Once you pick a card, you’ll select an appropriate unit and take appropriate actions with it. They break down into infantry, which isn’t great at long range but is super maneuverable; armor, which can hit stuff from afar, is resilient to attacks, but can be more stymied by terrain than infantry; and artillery, which can decimate from a distance but is easy to destroy up close.
There are also a few other pieces that affect the board as well. Sandbags make a space harder to hit. Wires make a space hard to move through. And ‘hedgehogs’ block tanks but provide infantry cover.

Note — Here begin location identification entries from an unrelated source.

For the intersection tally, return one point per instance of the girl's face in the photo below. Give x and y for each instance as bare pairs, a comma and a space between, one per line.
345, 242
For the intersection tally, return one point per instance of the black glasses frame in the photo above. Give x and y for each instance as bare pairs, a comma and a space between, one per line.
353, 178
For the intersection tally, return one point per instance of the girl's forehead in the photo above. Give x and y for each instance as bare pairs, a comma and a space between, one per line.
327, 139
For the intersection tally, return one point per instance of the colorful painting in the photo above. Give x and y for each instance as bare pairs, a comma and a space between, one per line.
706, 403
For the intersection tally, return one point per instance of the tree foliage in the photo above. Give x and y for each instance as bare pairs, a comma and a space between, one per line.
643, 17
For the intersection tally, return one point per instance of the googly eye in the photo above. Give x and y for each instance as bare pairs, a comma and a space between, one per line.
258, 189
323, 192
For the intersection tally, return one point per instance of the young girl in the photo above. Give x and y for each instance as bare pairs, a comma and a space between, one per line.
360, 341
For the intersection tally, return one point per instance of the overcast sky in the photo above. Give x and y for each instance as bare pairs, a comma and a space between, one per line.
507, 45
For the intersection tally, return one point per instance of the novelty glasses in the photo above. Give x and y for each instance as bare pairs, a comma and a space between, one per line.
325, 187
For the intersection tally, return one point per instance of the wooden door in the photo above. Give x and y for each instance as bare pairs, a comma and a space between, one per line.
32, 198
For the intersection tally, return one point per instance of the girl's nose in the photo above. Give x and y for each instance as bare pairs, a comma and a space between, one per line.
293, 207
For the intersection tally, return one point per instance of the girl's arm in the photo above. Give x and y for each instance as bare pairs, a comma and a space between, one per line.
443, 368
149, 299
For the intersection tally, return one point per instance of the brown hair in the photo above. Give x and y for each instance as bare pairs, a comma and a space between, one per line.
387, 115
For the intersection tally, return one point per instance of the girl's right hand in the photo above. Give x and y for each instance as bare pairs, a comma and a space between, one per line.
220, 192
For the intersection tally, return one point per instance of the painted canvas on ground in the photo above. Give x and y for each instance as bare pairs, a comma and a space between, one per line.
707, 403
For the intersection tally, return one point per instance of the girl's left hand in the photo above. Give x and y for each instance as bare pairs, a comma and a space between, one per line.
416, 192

Memoir ’44 is a tense game of advancing and retreating, trying to get the other player to push too far, to make one mistake, waste one turn. Rules are light, but the game does have some really satisfying tactical play in it. And it is a very good approximation of a lot of those old wargames I mentioned but is easier to learn.
There a few caveats, however. While the game is focused on tactics and strategy, there’s a pretty big luck element that some will love but will bother others.
The scenarios are historically based, so the Allies have a lot of advantages in fights they won in actual battles. The missions have a ton of variety and a lot of replayability, and the game is fun. If you’re looking for a light, two-player, strategy board game, this is an excellent choice.
Memoir ’44 was made by Days of Wonder and has a suggested retail price of $60.